Not only is sexual harassment rampant in the service industry, new research found that workers in these jobs often have a hard time identifying such behavior, suggesting that sexual harassment may be so pervasive that it doesn’t even register as inappropriate.
A study from researchers at Cornell University School of Industrial Relations, which is set to publish in the print edition of Personnel Psychology in January, found that working in an industry with a high prevalence of sexual harassment reduces the likelihood that those workers will identify illegal scenarios as sexual harassment. The industries with the highest rates of sexual harassment are accommodation and food services, information (which includes call center workers and journalists), manufacturing, and retail, in that order.
Of those surveyed, only 57% of participants were able to identify scenarios of sexual harassment. The study found the higher the prevalence of sexual harassment in an individual’s current industry, the fewer scenarios they would name as sexual harassment. The findings suggest that these workers may develop a lower threshold for what they believe is sexual harassment relative to those working in industries with lower levels of sexual harassment, according to the researchers.
Furthermore, that could have a lasting effect even when workers transition out of industries with high levels of sexual harassment.“I was really surprised how strong that effect was and the fact that it didn’t seem to dissipate,” said Phoebe Strom, one of the authors of the study and a PhD candidate at Cornell University School of Industrial Relations. “That was the most shocking thing to me because these were most of our first jobs. We work in retail, we work in food service, so what effect does this have across the entire employment landscape in this country?”
The researchers surveyed 408 employed adults in the US in 2018, with the sample size skewing towards younger adults who were 25- to 34-years-old at the time. The researchers came up with seven workplace sexual harassment scenarios for the study, which they wrote to be consistent with legal grounds to file a sexual harassment claim such as unwanted sexual attention, gender harassment, and sexual coercion. Participants were asked to identify if the situation was sexual harassment, with 0 being no and 1 being yes, as a way to measure whether participants were able to name sexual harassment.
To determine which industries have the highest levels of sexual harassment, the researchers obtained all complaints filed with the US Equal Employment Opportunity Commission from 2005 to 2015.
One of the limitations of the study, in addition to its relatively small size, is that the researchers did not collect detailed data on how long people spent in those jobs, which could help answer how much time needs to pass for high tolerance for sexual harassment to be adjusted, which Strom said is something they are currently looking at.
What can be done to help individuals better identify sexual harassment at the workplace?

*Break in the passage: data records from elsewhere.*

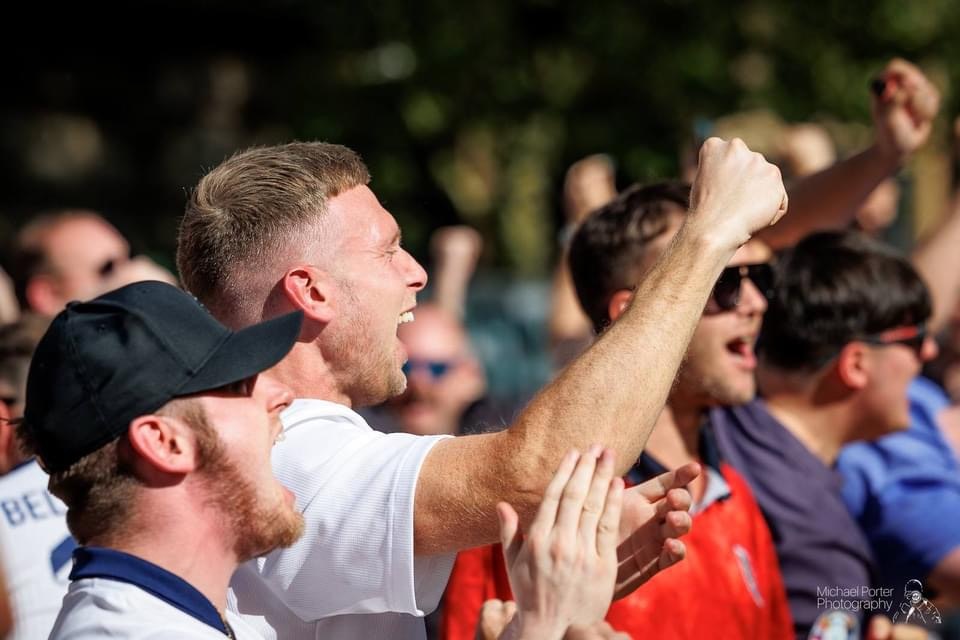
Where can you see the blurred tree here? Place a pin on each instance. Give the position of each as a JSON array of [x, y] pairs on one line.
[[464, 112]]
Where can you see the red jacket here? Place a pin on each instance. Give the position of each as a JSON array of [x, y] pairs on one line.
[[729, 586]]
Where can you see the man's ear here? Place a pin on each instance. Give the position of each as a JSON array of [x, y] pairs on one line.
[[618, 303], [309, 289], [853, 365], [42, 296], [163, 444]]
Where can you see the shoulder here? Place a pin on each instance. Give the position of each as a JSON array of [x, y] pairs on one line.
[[98, 608]]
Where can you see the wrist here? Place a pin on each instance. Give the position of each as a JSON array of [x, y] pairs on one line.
[[700, 234], [534, 627]]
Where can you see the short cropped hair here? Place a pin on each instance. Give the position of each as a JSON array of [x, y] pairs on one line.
[[100, 488], [832, 288], [607, 249], [252, 208]]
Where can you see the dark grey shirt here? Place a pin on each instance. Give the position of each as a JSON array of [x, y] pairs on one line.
[[824, 557]]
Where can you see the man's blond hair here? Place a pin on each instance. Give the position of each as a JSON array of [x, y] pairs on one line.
[[100, 489], [254, 207]]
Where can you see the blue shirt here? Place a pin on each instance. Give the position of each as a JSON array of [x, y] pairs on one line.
[[820, 547], [894, 486]]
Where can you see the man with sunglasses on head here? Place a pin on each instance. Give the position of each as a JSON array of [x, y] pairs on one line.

The researchers said that a company’s human resources department could be more effective by implementing policies that signal low tolerance for harassing behaviors and by allowing employees to have more voice in the workplace, especially marginalized employees. In their study, they found that participants had a higher tendency to name sexual harassment behaviors when they perceived their organization had implemented more rigorous policies against harassment. Some restaurants have implemented changes such as clear visual posters of what to do in the case of harassment and a color-coded system to report bad customer behavior, helping to create a more immediate solution.
Regulatory action could also help, especially, in a low-margins industry like restaurants. Eliminating the sub-minimum wage for restaurant workers, where wages are set below the standard minimum wage, could reduce workers’ need to depend on tips for their income and help mitigate tolerance for sexual harassment from customers.
Overall, the study shows that efforts of combating sexual harassment are handicapped from the start. Strom said the attention is often on big-name companies or on harassment in an individual way, such as teaching people that harassment is not okay, but one issue is that norms around harassment are hard to challenge. “If it’s not being internalized consistently and you’re not seeing that play out in your workplace, in your environment, and you’re seeing this isn’t actually how it is, this isn’t actually what work is, then that’s going to affect your view,” she said.